Sunday, January 31, 2010

Babies and Jabberwocky


So, I've been thinking a lot about babies lately. Yes, babies. My husband's and my first niece was born this past Wednesday. Her name is Brianne Grace and she is so adorable! I sat down in the hospital room to hold her and my brother-in-law said, "We should put you in a hospital gown and send a picture to your mom."

Then when my husband held her (a beautiful picture, I have to admit--see for yourself above), the same brother-in-law said to me, "Brittani, this is where you tell him to get comfortable with it." Then I ran into one of my dad's friends on my way to class the other day and he asked, out of the blue, if I had any plans for getting pregnant.

My question is, What is the deal?!

Nate and I DEFINITELY want kids, but we also DEFINITELY don't want them anytime soon. We've been married only seven months, I'm still going to school, and we are nowhere near financially ready. We'll get a dog first, wait a couple of years, and then start to seriously consider having children.

But with all of this talk of babies and kids, and being the lover of reading that I am, the thought occurred to me that I do want our future kids to love to read. And to foster that, I plan to read to them a lot when they are young.

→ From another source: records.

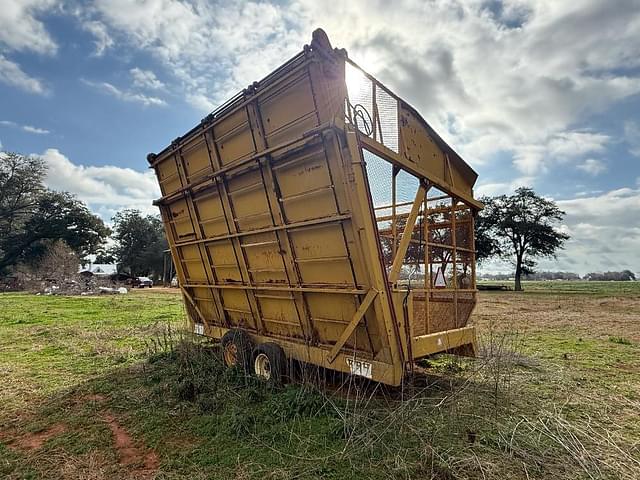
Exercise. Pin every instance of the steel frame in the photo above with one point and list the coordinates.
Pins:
(216, 259)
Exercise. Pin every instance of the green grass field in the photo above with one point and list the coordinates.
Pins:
(601, 289)
(109, 387)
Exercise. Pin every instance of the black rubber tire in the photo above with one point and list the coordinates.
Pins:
(277, 362)
(244, 349)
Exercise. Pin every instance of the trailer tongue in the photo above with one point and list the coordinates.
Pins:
(317, 216)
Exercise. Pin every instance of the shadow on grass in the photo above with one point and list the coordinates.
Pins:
(181, 414)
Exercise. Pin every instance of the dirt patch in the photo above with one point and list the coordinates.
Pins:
(34, 441)
(144, 460)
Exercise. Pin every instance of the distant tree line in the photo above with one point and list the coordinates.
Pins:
(623, 276)
(51, 233)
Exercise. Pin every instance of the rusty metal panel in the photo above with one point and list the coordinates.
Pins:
(273, 220)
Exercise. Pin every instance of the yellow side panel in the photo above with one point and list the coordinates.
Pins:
(196, 160)
(181, 221)
(279, 314)
(321, 255)
(237, 307)
(265, 262)
(249, 202)
(205, 301)
(168, 176)
(234, 137)
(211, 214)
(288, 112)
(192, 263)
(330, 316)
(306, 188)
(224, 261)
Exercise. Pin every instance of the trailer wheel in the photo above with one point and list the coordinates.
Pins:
(269, 362)
(236, 349)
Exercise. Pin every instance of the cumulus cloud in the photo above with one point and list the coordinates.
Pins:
(592, 166)
(605, 232)
(20, 29)
(213, 50)
(26, 128)
(506, 76)
(145, 79)
(102, 39)
(12, 75)
(106, 189)
(125, 95)
(632, 137)
(515, 79)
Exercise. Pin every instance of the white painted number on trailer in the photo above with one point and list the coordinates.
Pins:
(358, 367)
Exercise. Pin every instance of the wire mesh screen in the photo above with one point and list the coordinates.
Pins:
(372, 108)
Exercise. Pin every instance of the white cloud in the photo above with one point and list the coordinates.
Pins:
(123, 95)
(106, 189)
(26, 128)
(632, 137)
(518, 86)
(146, 79)
(593, 167)
(20, 30)
(605, 234)
(499, 188)
(103, 40)
(213, 50)
(12, 75)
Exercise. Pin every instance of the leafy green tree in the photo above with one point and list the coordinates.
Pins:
(32, 217)
(521, 227)
(487, 245)
(139, 243)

And this brings me to a poem that I didn't know until last year, but I love it as a fun children's poem. It's by Lewis Carroll and is called Jabberwocky. It's a little lengthy, but I inserted it below:

`Twas brillig, and the slithy toves
Did gyre and gimble in the wabe:
All mimsy were the borogoves,
And the mome raths outgrabe.

"Beware the Jabberwock, my son!
The jaws that bite, the claws that catch!
Beware the Jubjub bird, and shun
The frumious Bandersnatch!"

He took his vorpal sword in hand:
Long time the manxome foe he sought --
So rested he by the Tumtum tree,
And stood awhile in thought.

And, as in uffish thought he stood,
The Jabberwock, with eyes of flame,
Came whiffling through the tulgey wood,
And burbled as it came!

One, two! One, two! And through and through
The vorpal blade went snicker-snack!
He left it dead, and with its head
He went galumphing back.

"And, has thou slain the Jabberwock?
Come to my arms, my beamish boy!
O frabjous day! Callooh! Callay!'
He chortled in his joy.

`Twas brillig, and the slithy toves
Did gyre and gimble in the wabe;
All mimsy were the borogoves,
And the mome raths outgrabe.

Carroll was brilliant with this poem. It's composed of made-up words that no one really knows the meaning of (Carroll himself probably didn't know), and yet somehow, we're able to get a meaningful story out of it--a story that is so fun to read! I love reading it out loud just to see how the nonsense words roll of my tongue.

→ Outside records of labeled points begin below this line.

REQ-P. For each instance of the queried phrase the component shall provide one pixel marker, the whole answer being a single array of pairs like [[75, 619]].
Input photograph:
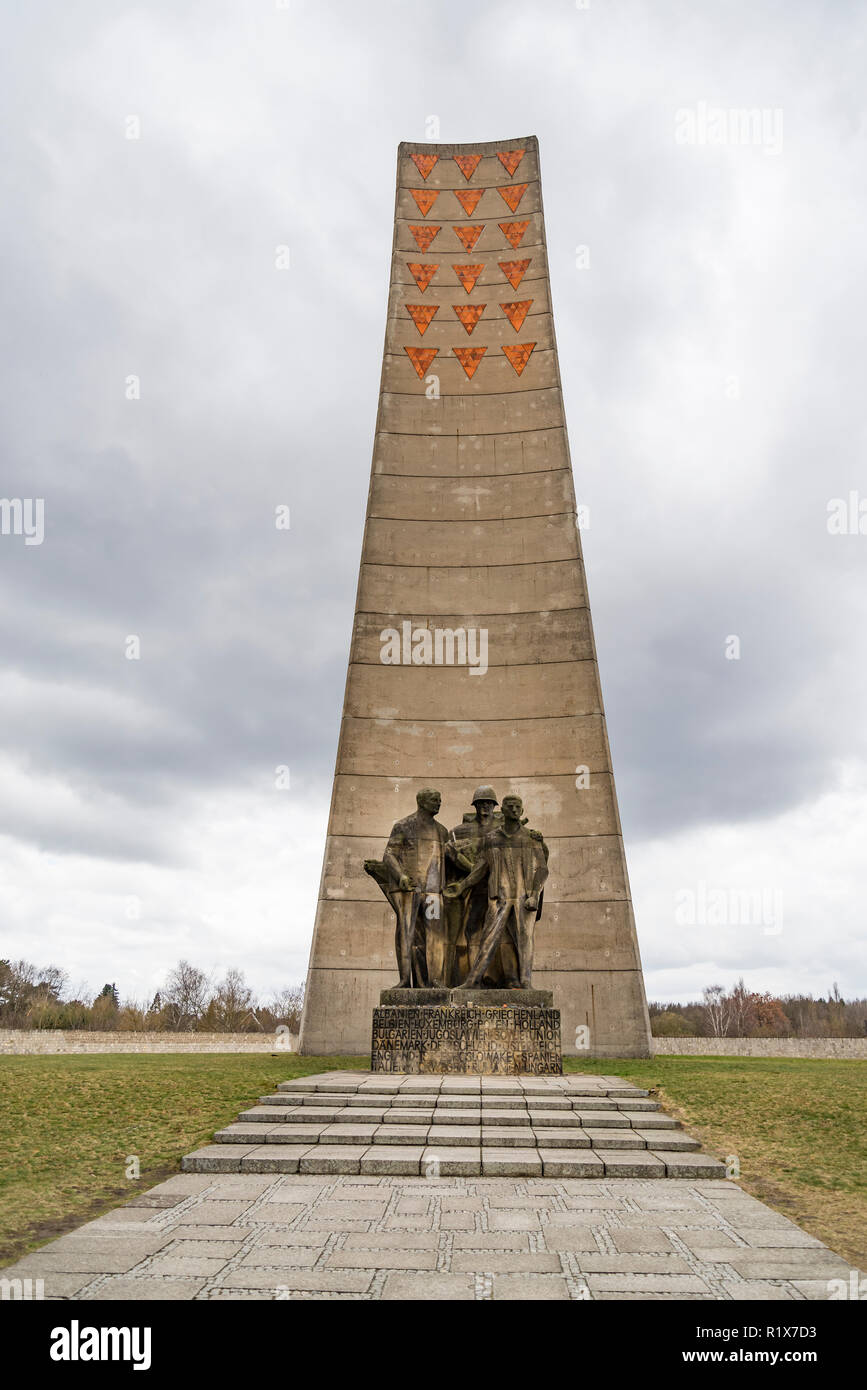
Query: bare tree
[[717, 1011], [185, 995], [232, 1002], [286, 1007]]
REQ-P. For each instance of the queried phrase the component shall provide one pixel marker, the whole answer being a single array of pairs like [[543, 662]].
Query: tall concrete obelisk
[[471, 526]]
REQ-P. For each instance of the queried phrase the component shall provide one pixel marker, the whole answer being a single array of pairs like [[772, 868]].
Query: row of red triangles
[[424, 271], [468, 314], [468, 163], [425, 198], [468, 235], [470, 357]]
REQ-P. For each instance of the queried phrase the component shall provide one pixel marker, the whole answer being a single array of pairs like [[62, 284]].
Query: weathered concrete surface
[[388, 1237], [471, 524]]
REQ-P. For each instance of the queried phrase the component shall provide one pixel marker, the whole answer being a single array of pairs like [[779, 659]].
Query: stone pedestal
[[467, 1033]]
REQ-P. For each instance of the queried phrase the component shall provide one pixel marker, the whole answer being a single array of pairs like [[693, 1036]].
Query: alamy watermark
[[709, 906], [22, 516], [706, 124], [435, 647]]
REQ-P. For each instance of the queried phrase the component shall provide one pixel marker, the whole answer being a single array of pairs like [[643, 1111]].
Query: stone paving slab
[[389, 1236], [488, 1215]]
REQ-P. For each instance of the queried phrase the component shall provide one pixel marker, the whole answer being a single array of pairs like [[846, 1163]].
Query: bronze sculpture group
[[466, 901]]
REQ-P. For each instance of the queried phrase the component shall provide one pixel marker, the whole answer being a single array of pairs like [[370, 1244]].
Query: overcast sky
[[710, 309]]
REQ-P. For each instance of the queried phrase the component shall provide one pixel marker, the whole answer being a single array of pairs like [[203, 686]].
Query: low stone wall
[[844, 1048], [46, 1041], [49, 1041]]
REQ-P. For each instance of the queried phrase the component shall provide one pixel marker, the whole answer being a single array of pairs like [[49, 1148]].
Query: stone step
[[434, 1126], [318, 1116], [423, 1159]]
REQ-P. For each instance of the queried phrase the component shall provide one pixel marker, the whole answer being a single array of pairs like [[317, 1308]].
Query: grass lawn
[[798, 1127], [67, 1125]]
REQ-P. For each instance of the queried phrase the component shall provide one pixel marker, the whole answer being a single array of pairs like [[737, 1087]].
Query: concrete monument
[[473, 655]]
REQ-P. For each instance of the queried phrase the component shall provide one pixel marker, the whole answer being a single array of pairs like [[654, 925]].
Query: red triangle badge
[[468, 235], [518, 356], [509, 159], [468, 314], [467, 164], [421, 274], [468, 199], [468, 275], [421, 359], [424, 163], [427, 196], [513, 195], [424, 236], [513, 232], [421, 316], [516, 313], [513, 271], [470, 357]]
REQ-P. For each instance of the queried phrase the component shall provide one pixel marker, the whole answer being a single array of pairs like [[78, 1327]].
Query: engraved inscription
[[486, 1041]]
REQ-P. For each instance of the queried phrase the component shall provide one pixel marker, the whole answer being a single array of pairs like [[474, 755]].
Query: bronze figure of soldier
[[514, 865], [411, 876], [466, 915]]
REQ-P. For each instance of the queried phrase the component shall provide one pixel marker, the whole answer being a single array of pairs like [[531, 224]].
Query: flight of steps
[[363, 1122]]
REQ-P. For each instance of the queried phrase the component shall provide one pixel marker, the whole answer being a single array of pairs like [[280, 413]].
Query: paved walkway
[[231, 1236]]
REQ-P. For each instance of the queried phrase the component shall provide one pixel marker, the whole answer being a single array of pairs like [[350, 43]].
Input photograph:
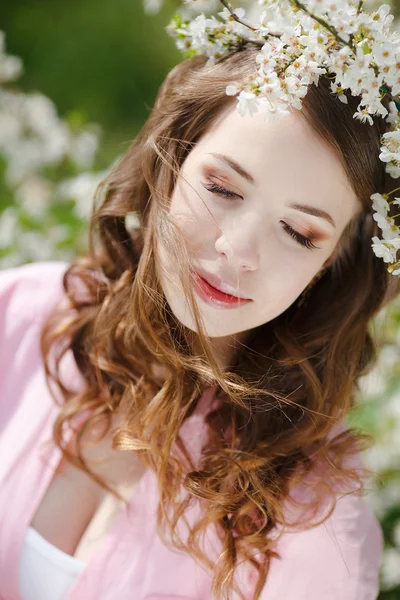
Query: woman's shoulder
[[28, 292]]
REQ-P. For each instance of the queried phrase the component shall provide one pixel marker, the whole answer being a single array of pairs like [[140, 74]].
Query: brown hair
[[295, 379]]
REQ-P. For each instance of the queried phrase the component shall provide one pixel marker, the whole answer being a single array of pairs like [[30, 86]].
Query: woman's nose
[[240, 249]]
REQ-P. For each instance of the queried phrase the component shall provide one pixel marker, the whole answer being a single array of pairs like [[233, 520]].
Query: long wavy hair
[[284, 391]]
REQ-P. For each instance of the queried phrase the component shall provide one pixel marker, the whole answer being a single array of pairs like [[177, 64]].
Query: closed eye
[[302, 240], [216, 189]]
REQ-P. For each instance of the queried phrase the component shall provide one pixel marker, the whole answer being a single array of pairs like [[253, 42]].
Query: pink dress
[[338, 560]]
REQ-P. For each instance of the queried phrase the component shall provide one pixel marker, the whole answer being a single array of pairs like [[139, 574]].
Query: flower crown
[[298, 42]]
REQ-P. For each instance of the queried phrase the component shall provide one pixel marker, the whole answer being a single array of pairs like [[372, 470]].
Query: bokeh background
[[77, 80]]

If you have kids, consider having some fun by reading them Jabberwocky. If you don't have kids, you can still have fun and read it yourself :)

Saturday, January 30, 2010

The Purpose of Literature

This semester, most of my classes focus on literature. In one, we are considering the Bible as a literary work. In another, we are soon to discuss what makes something worthy of canonization. In still another, we are learning about literary criticsm and I am developing my theory of literature.

The question has come up a lot: What is the purpose of literature?

It's not the easiest question to answer, and many people have come up with many different answers. Some written words are meant to entertain, some to inform, others to persuade.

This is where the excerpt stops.